Digital payments and CBDCs

These issues are particularly visible in payment systems. While central banks traditionally lack routine access to retail transaction data, this can shift when they operate retail payment infrastructures or central bank digital currencies (CBDC) systems that centralize transactional flows. For example, Brazil’s PIX fast payment system gives the Banco Central do Brasil visibility into all transactions on the platform.

AI can derive insights from payments data that go beyond the purposes for which the data was originally collected. This is important in digital payments and CBDCs, where policymakers are already trying to balance data protection with legal objectives such as anti-money laundering/counter-terrorist financing (AML/CTF). Although personal data processing in this context is typically justified by legal obligation or public interest, broad legal bases may still enable extensive transactional analytics and inference-based profiling such as scoring or categorizing individuals.

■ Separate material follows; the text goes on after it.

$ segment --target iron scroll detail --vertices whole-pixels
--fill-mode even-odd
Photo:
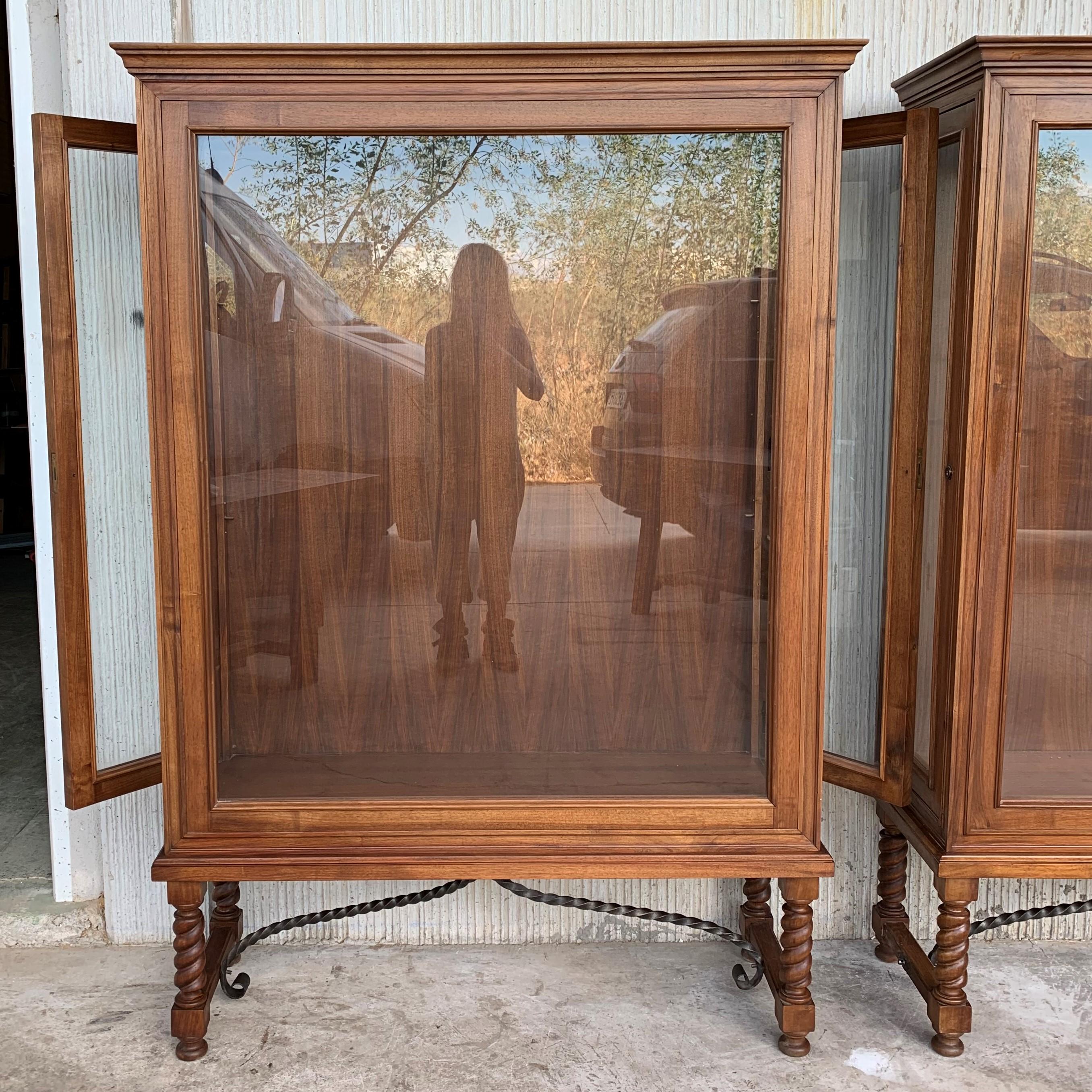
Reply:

For developing economies, the stakes are high. According to the World Bank’s AI supervision report, AI-based credit scoring is common in some African countries partly because many consumers lack formal credit histories. Risks become acute when AI-based flags trigger additional scrutiny without meaningful human review or safeguards to challenge errors. In countries pursuing fast payment systems and CBDCs to advance financial inclusion and digital economy goals, such misjudgments may disproportionately affect people least able to understand or contest them. Here, weak governance around inference can deter participation and undermine the very development objectives these systems are meant to advance.
 

What should change

Safeguards should scale as AI systems become more agentic and capable of acting on inferred insights. They should cover the insights generated, the actions triggered, and the vulnerabilities associated with AI-enabled tools.

These issues should not only be left to data protection laws or emerging AI governance frameworks. They also need to be addressed through the rules governing central bank functions, such as payment systems and supervisory practice,1 as well as through practical guidance and governance of AI tools.

Three priorities therefore stand out for EMDEs:

1. Institutional transparency. Central banks should maintain an inventory of AI-enabled tools, describing each tool’s purpose, the types or categories of personal data it may process, whether and how it influences decisions, and whether it generates or relies on inferences about individuals, including those who did not directly provide their data.
2. Meaningful human oversight. Oversight should be based on ongoing risk assessments across the analytics lifecycle. This includes meaningful human intervention, independent review, impact assessments, auditable records, and contestability. In many developing countries, this is essential because legal remedies may be limited or costly.
3. Data separation and controls. Clear rules for data sharing and re-use, enforcing access controls, and using privacy-enhancing technologies can help prevent function creep, inference spillovers, and the misuse of data for political control. In EMDEs, safeguards should be proportionate, risk-based, and adapted to local capacity.

For central banks, meaningful governance is essential to protecting personal data in the era of AI. The risk that these powerful tools will outpace oversight mechanisms is real and imminent. However, with institutional transparency, human oversight, and strong data controls, central banks can strengthen governance even as their inferential capacity rises. The task ahead is to harness these tools in ways that foster financial inclusion and maintain public confidence in digital reform.